Not with that ringtone, but never mind, because if she didn't obey she could be arrested on suspicion of being unhelpful to a police officer. The law had been passed after an online referendum – with knife-holders wielding four votes each – a hardline decision that was consistent with normal trends. Even before the Blade Acts, higher knife crime meant lower crime overall (perhaps for the same reason that American towns with 100% gun ownership suffered zero burglaries, an observation that continued to cause shudders), a fact whose implications came into focus when the blade generation grew up.
"I'll be right there, officer."
"And I'm coming with you," said Carol.
"There's no need."
"Sure there is. Have you any idea how dull my day was till now?"
"I'm scared."
"And it's OK because-" Carol clasped Suzanne's upper arm – "it will work out all right."
A small boost but that was fine, with Suzanne needing all the help she could get.
Inside the interrogation room, the armchair was comfortable. Suzanne sank back in it. With the big wallscreens all round, currently blank, it was like some corporate conference room. To get here, they had passed through the equally corporate-looking interior of Covent Garden Police Station, a contrast to the creamy Georgian exterior she had often walked past.
"If you could keep your palms on the arms, please." The nameless officer sat across from her. "It gives clearer readings that way."
"Readings? Oh."
There was a wallscreen directly behind her, set to display the scanner output, assuming this worked like the movies.
"You saw Richard Broomhall the day before yesterday, Doctor, is that right?"
"Yes. 11 o'clock. His father wanted him to lose the hoplophobic behaviours he'd been exhibiting."
"The son's afraid of knives?"
"Right," said Suzanne. "He was and probably still is, because we didn't get into specific behaviour change in that session."
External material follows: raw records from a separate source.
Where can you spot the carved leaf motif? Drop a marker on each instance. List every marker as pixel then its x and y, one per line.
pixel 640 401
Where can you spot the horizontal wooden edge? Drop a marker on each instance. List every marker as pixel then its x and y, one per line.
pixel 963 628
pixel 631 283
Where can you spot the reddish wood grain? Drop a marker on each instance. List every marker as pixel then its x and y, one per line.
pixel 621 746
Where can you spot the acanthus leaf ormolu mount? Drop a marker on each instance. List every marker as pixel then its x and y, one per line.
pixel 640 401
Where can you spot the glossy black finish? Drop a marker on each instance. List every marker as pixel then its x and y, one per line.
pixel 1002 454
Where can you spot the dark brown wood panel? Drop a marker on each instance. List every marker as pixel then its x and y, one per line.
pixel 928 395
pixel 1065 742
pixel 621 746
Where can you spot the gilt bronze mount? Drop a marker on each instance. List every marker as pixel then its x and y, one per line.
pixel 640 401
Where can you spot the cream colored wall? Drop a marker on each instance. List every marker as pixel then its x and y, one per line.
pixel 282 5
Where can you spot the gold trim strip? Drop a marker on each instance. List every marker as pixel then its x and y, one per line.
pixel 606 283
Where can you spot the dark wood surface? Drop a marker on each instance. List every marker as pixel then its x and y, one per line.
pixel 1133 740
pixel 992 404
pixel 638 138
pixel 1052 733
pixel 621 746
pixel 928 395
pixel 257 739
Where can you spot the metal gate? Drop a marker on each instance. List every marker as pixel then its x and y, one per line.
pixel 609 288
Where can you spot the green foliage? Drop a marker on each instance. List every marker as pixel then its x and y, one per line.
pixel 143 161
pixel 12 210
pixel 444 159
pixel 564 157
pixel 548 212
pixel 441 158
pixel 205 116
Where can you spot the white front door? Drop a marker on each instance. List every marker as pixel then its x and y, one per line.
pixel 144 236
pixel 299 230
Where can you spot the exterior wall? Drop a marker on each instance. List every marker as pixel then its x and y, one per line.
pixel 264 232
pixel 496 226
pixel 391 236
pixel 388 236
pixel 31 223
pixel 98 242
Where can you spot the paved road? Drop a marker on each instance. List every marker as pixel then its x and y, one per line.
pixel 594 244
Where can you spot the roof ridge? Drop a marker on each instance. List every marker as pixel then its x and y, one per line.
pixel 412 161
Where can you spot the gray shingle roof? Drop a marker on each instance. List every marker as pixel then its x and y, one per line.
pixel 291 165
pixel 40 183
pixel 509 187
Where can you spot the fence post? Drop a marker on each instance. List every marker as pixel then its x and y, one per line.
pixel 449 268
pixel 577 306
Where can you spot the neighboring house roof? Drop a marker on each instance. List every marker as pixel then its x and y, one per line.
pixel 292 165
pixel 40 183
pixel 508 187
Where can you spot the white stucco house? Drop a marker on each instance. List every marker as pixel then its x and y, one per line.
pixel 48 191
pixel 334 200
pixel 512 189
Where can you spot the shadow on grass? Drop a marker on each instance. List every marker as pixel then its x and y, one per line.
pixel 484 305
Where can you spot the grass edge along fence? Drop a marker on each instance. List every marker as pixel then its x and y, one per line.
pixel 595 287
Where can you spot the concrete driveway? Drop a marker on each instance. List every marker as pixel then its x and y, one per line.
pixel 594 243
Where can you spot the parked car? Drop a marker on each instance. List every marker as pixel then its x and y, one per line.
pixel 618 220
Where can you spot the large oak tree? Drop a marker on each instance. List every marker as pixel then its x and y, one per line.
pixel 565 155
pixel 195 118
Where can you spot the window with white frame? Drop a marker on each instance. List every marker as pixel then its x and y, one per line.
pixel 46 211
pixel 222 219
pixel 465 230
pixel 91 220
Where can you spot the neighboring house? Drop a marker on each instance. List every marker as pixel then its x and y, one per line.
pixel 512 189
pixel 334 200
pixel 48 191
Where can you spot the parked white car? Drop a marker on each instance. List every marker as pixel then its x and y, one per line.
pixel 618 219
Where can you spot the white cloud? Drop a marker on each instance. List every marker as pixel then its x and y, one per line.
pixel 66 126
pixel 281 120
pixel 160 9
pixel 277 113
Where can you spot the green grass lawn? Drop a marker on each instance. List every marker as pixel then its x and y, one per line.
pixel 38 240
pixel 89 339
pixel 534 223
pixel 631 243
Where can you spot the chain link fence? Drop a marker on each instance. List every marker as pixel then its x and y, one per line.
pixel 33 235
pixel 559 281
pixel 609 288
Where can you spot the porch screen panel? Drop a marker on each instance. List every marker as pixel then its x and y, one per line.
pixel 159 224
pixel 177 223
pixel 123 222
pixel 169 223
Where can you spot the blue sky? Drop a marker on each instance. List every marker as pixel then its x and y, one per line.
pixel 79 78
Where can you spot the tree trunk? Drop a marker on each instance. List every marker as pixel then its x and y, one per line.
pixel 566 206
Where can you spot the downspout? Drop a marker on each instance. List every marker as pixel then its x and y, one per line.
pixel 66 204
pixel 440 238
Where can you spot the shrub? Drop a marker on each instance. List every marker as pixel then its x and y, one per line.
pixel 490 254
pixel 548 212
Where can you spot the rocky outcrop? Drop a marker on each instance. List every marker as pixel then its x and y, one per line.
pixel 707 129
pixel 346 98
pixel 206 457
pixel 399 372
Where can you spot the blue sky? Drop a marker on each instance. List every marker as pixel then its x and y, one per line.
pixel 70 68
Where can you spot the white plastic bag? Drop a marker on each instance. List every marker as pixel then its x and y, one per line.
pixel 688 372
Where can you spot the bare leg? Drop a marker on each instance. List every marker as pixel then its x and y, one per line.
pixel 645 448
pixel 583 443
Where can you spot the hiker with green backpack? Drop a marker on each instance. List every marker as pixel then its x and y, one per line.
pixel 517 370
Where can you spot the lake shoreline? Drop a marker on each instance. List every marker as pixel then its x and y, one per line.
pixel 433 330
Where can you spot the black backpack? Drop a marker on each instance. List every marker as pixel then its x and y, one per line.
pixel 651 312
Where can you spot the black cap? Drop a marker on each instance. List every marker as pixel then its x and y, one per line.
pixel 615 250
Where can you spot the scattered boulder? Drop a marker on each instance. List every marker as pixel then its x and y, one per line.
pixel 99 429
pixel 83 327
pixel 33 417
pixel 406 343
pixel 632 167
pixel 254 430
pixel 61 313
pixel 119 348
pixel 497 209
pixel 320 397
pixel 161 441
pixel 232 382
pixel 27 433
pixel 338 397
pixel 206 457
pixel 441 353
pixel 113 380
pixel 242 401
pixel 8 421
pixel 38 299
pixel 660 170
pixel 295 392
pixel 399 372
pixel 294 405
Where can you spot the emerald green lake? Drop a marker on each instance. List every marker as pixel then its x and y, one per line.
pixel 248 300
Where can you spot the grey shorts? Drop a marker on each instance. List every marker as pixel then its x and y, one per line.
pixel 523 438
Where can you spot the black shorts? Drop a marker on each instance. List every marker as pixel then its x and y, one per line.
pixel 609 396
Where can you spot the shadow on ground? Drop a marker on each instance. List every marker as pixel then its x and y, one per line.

"And what did take place during the session?"
"My phone has the full recording." She started to reach for it.
"Hands on the armrests, please."
"Sorry. Um… I questioned Richard about his life and goals."
"He's fourteen, is that right?"
"Yes. You could call it the age when the adult personality begins to emerge. It's a delicate time, so the final part of operant change is what we call an 'ecology check'. For example, if I cured someone of a fear of heights, I wouldn't want them dangling one-handed off a roof."